1. Introduction
Simultaneous Localization and Mapping (SLAM) is an indispensable technology that enables autonomous systems to concurrently construct a map of an unknown environment while simultaneously determining their own position within that map. This dual capability is fundamental for navigation and understanding new environments. SLAM systems commonly integrate data from multiple sensor modalities to enhance map quality and robustness. These sensors typically include cameras (monocular and stereo), depth sensors, and Light Detection and Ranging (LiDAR). The incorporation of advanced algorithmic techniques, such as those that support dense reconstruction or feature visualization, significantly improves the system’s ability to recognize and adapt to novel environments. In essence, SLAM empowers autonomous agents to navigate and comprehend their surroundings by concurrently localizing themselves within a newly generated map [
1]. A prominent variant of SLAM is Visual SLAM (VSLAM), which heavily relies on visual sensors for its operations. VSLAM systems typically utilize data from monocular cameras, stereo cameras, and, in some cases, LiDAR, to achieve robust performance. A key strength of VSLAM lies in its ability to generate real-time maps by leveraging distinctive visual features extracted from the environment. This characteristic makes VSLAM particularly well-suited for applications demanding high fidelity and real-time environment discovery. Both general SLAM and VSLAM methodologies are critically dependent on their abilities to construct new maps robustly, a vital capability for applications such as autonomous vehicles and drones [
2]. This research highlights a clear trend towards more efficient, accurate, and robust SLAM systems powered by deep learning.

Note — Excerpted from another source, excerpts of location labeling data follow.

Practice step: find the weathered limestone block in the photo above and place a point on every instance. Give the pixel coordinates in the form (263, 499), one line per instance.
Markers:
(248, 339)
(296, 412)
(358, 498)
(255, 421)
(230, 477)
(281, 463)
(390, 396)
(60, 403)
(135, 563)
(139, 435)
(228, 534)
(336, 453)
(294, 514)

Figure 1 shows the SLAM output for a real-time sample where DROID-SLAM failed to converge to the correct environment map, while MINI-DROID-SLAM was used to build an accurate map for the new environment. The main contributions of the paper can be summarized as follows:
Introduction of a new DROID-SLAM architecture based on the Mini-GRU RNN network.
Improvement on the training performance on the newly proposed model.
Reduction in the minimum hardware requirements from 4 GPUs to 1 GPU.
Introduction of MINI-DROID-SLAM, a lightweight DROID-based Monocular-SLAM system that is suitable for real-time requirements.
Figure 1.
Result of DROID-SLAM (to the left), and MINI-DROID-SLAM (to the right) on a real-time example.
Figure 1.
Result of DROID-SLAM (to the left), and MINI-DROID-SLAM (to the right) on a real-time example.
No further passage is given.